Re: [PATCH] mm: do file ownership checks with the proper mount idmap

From: Pedro Falcato

Date: Mon Jun 29 2026 - 14:31:04 EST


On Mon, Jun 29, 2026 at 02:15:19PM +0200, Christian Brauner wrote:
> On 2026-06-26 16:19:18+02:00, Jan Kara wrote:
> > On Thu 25-06-26 16:38:53, Pedro Falcato wrote:
> >
> > > Ever since idmapped mounts were introduced, inode ownership checks
> > > (for side-channel protection) in mincore() and madvise(MADV_PAGEOUT) were
> > > done against the nop_mnt_idmap, which completely ignores the file's mount's
> > > idmap. This results in odd edgecases like:
> > >
> > > 1) mount/bind-mount with an idmap userA:userB:1
> > > 2) userB runs an owner_or_capable() check on file that is owned by userA
> > > on-disk/in-memory, but owned by userB after idmap translation
> > > 3) owner_or_capable() mysteriously fails as the correct idmap wasn't supplied
> > >
> > > In the case of mincore/madvise MADV_PAGEOUT, this is usually benign, because
> > > file_permission(file, MAY_WRITE) will probably succeed, as it uses the proper
> > > idmap internally, but it does not need to be the case on e.g a 0444 file
> > > where even the owner itself doesn't have permissions to write to it.
> > >
> > > Since this is clearly not trivial to get right, introduce a
> > > file_owner_or_capable() that can carry the correct semantics, and switch
> > > the various users in mm to it.
> > >
> > > The issue was found by manual code inspection & an off-list discussion with
> > > Jan Kara.
> > >
> > > Fixes: 9caccd41541a ("fs: introduce MOUNT_ATTR_IDMAP")
> > > Cc: stable@xxxxxxxxxxxxxxx
> > > Signed-off-by: Pedro Falcato <pfalcato@xxxxxxx>
> >
> > This looks good to me. I'm a bit curious why Christian initially (in 2021)
> > used init_user_ns here instead of the file namespace... Anyway feel free to
> > add:
>
> Back when this was added only the do_mincore() codepath existed and that
> was intentionally left unconverted because it exposes the cache
> residency status. So it was effectively a massive side-channel.

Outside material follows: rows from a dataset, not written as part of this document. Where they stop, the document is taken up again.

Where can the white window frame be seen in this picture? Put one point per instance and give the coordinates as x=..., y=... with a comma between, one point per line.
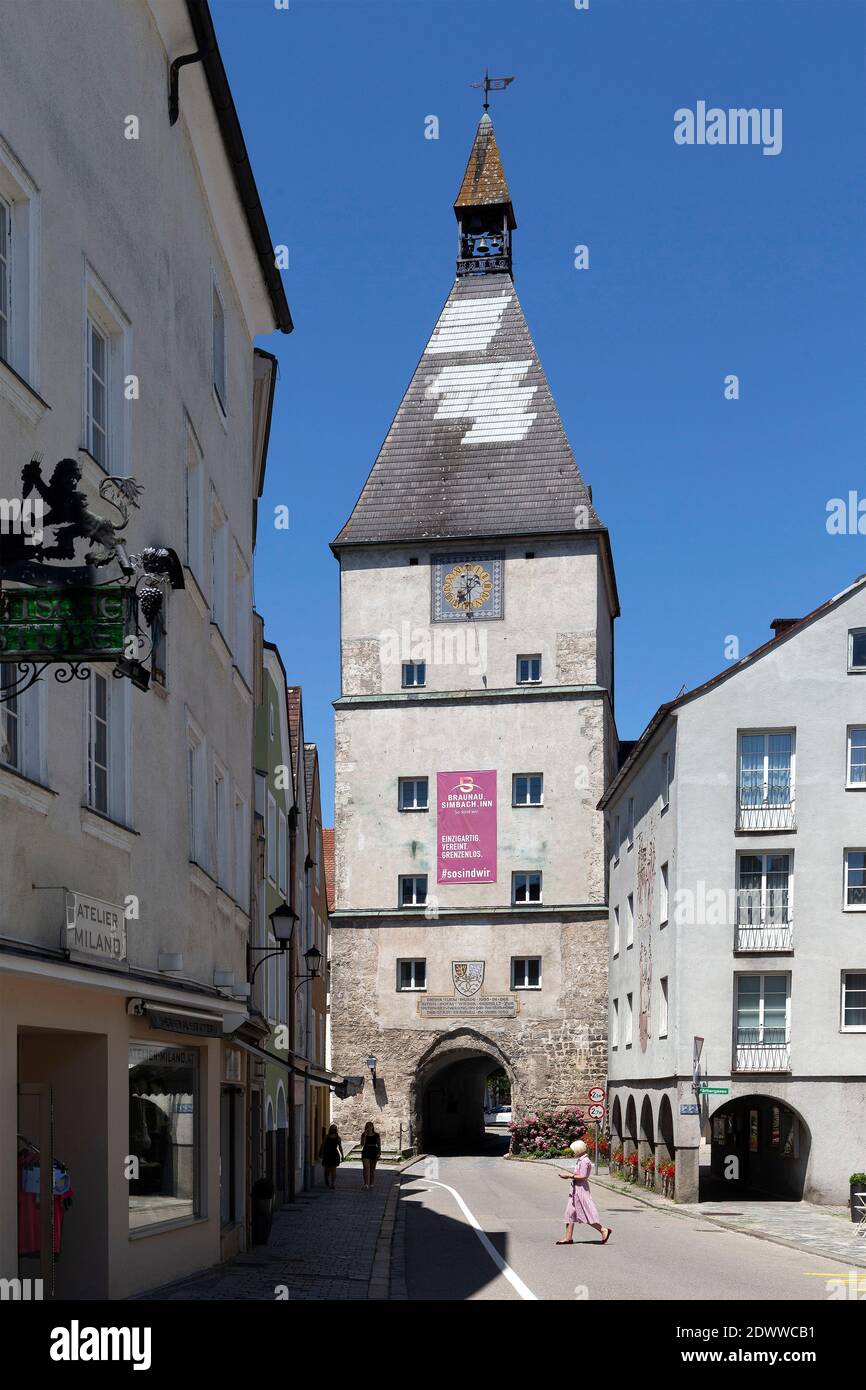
x=527, y=875
x=523, y=984
x=196, y=795
x=282, y=852
x=414, y=879
x=241, y=829
x=218, y=353
x=850, y=1027
x=271, y=847
x=527, y=801
x=243, y=610
x=663, y=1005
x=847, y=906
x=117, y=745
x=414, y=783
x=24, y=203
x=663, y=894
x=221, y=823
x=528, y=680
x=852, y=633
x=850, y=784
x=28, y=712
x=220, y=610
x=414, y=987
x=195, y=510
x=106, y=314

Hmm. I'm not sure what you mean by this. Wouldn't it be more correct to respect
the mount idmap (given that a mount-ns-capable user mounted it with an idmap for
someone else, or itself) for mincore? Am I missing something? Or maybe I'm
misunderstanding that paragraph.

>
> Both fd3b1bc3c86e ("mm/madvise: fix madvise_pageout for private file mappings")
> and specifically cachestat() came way after all that.
>
> I'm otherwise fine with the change.
>
> Reviewed-by: Christian Brauner (Amutable) <brauner@xxxxxxxxxx>

Thanks!

--
Pedro